Janez Janša in Straßburg:"Es gibt viel, viel relevantere Probleme"

Sloweniens Ministerpräsident Janez Janša in Straßburg

Auf Kritik antwortet er mit Kritik: Sloweniens Ministerpräsident Janez Janša in Straßburg.

(Foto: Christian Hartmann/AP)

Sloweniens Regierungschef spricht zum Antritt der Ratspräsidentschaft vor dem Europaparlament - und wird an die Gebote von Rechtsstaatlichkeit und Pressefreiheit erinnert. Janša zeigt sich von der Kritik unbeeindruckt.

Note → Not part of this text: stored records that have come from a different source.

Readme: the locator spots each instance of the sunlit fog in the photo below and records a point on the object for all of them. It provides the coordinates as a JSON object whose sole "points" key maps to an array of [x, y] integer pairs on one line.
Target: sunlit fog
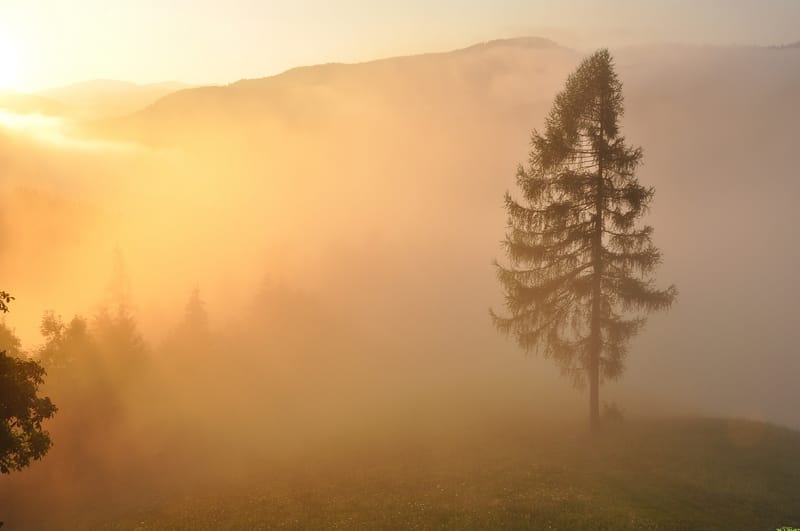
{"points": [[265, 299]]}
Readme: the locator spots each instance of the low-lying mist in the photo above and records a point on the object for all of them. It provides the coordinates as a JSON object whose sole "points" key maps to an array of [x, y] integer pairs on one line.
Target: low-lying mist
{"points": [[285, 267]]}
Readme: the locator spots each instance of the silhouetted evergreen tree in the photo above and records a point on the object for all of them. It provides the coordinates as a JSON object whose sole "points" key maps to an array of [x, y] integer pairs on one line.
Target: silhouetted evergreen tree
{"points": [[579, 265], [22, 411]]}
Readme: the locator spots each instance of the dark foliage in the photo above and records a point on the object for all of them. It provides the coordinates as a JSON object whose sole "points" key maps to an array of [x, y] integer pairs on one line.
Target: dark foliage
{"points": [[579, 264]]}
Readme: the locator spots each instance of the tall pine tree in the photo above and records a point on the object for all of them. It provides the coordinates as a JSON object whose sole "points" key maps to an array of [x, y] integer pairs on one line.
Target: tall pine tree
{"points": [[579, 266]]}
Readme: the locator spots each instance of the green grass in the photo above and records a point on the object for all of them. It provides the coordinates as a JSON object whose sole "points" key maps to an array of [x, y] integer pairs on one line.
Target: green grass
{"points": [[659, 474]]}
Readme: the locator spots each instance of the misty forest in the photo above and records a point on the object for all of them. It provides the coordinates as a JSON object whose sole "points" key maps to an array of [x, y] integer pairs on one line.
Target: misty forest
{"points": [[516, 285]]}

Von Karoline Meta Beisel, München

Eine Rede des Premierministers im EU-Parlament gehört zum Beginn einer jeden EU-Ratspräsidentschaft. Aber der Auftritt des Slowenen Janez Janša war mit besonderer Spannung erwartet worden, war dieser zuletzt doch regelmäßig mit populistischen Anfeindungen gegen die EU aufgefallen. Dafür gab sich Janša, dessen Partei SDS zu den Christdemokraten gehört, am Dienstag in Straßburg einigermaßen staatsmännisch. Recht nüchtern stellte er seine Pläne für die Präsidentschaft vor: Wiederaufbau nach der Krise, Engagement für den Westbalkan - und Einsatz für eine "EU eines europäischen Lebensstils, in der gleiche Maßstäbe für alle Mitgliedstaaten und für alle Bürger in den Mitgliedstaaten gelten".

Vor allem der letzte Punkt hatte zuletzt Ärger ausgelöst; im Streit um ein homophobes Gesetz in Ungarn hatte sich Janša auf die Seite seines Freundes Viktor Orbán gestellt. Auch in Slowenien steht es um den Rechtsstaat nicht zum Besten. Und so musste sich Janša allerlei Kritik gefallen lassen - er parierte meist mit Kritik an anderen.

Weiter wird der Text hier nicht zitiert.